I am saddened to report the death of my friend — and a good friend of liberty — Daniel Doron. He was founder and director of the Israel Centre for Social and Economic Progress (ICSEP), which promoted market solutions to economic and organizational problems in the country. Though Israeli politicians were generally consumed by anti-competitive socialist policies, his close contacts with Israeli politicians on all sides enabled him the the Centre to achieve a number of successful market reforms.

For much of his lifetime, Israel’s politicians were consumed by the conduct of wars and intifadas. He himself, born in 1929, served in Air Force Intelligence in the 1948 Arab-Israeli conflicts. But rather than allow such hostilities to extinguish liberty, Daniel kept on championing freedom and the benefits it would bring, even in difficult times. As he cheerfully told me during the first Intifada: “Our government may be in a state of conflict, but we can still do something to make the buses run on time.”

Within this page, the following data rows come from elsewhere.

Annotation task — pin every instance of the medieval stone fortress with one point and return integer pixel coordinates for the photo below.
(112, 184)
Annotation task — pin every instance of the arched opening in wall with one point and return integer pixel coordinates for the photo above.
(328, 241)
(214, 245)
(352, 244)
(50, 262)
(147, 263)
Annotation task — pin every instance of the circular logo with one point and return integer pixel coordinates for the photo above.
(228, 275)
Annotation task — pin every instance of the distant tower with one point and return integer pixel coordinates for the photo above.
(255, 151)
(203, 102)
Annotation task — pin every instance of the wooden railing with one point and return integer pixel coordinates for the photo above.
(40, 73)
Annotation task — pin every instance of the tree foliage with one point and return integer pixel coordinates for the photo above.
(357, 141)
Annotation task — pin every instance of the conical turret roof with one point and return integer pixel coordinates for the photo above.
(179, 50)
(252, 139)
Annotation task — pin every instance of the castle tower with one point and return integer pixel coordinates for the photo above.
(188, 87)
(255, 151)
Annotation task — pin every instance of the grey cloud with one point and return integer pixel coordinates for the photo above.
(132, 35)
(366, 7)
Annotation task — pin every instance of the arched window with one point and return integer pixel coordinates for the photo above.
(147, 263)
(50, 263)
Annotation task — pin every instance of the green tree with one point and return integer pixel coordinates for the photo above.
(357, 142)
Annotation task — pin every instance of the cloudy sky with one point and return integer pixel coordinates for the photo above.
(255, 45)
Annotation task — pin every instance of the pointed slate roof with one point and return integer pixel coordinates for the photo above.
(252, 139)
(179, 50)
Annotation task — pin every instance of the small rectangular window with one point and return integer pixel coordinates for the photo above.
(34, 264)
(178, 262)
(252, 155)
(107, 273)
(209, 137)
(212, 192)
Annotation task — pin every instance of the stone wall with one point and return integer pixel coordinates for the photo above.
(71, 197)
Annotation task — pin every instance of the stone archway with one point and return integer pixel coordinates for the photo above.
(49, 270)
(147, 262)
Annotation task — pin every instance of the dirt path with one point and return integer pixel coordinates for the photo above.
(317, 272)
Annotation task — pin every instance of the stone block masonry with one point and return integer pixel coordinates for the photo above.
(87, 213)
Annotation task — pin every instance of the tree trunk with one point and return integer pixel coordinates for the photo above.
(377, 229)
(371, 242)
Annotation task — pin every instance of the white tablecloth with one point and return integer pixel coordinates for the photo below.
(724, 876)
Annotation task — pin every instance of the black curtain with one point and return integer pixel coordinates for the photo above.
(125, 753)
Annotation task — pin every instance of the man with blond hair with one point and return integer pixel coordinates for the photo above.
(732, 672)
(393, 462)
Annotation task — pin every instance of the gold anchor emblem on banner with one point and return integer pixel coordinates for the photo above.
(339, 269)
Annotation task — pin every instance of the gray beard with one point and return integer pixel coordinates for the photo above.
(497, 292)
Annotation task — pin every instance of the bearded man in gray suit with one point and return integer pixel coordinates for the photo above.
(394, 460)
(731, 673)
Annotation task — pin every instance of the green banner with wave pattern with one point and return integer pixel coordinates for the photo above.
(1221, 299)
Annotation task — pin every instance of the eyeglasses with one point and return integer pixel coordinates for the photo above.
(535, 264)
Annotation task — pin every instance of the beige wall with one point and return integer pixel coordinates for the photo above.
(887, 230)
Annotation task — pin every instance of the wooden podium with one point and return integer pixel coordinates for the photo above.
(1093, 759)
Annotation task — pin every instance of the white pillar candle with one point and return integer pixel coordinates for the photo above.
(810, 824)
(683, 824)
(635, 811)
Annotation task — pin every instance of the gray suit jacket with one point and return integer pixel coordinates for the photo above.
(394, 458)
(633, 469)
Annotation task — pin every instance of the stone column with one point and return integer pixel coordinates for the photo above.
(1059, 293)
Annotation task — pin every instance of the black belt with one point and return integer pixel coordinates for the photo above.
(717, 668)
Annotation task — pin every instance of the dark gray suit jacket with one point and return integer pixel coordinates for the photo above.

He recognised that mutual prosperity was the best way to promote peace and urged market reforms on the Palestinian leaders as much as the Israeli ones. He write a number of prominent articles in The Wall Street Journal and other international papers explaining the importance of peace in spreading prosperity, and the importance of prosperity and interdependence on maintaining peace. In this he was informed by his time at the University of Chicago's Committee on Social Thought and the ideas of Friedrich Hayek and Milton Friedman, who were teachers there, and with whom he continued a lasting friendship and collaboration — particularly Friedman. All three were members of the Mont Pèlerin Society, an international forum of liberal economists and social scientists, from which he garnered more pro-freedom ideas, and intellectual and moral support.

He served in various offices on the fringes of Israeli politics, advising on economic policy and entrepreneurship, and promoting pro-freedom politicians. He also had a boundless feeling for art, literature and culture: he prided himself on having seen every one of Shakespeare’s plays — even travelling specially to London to catch a rare performance of King John — and among other things, he arranged a number of exhibitions for the artist Shalom Moskovitz (whose works are on display in national museums and galleries in Paris, New York, Amsterdam, Stockholm and elsewhere). He also translated Catcher in the Rye and A Portrait of the Artist as a Young Man into Hebrew.

Cheerful, gregarious, larger than life, and never backward in coming forward, Daniel Doron will be remembered internationally as an active, energetic, enterprising and effective promoter of social and economic freedom.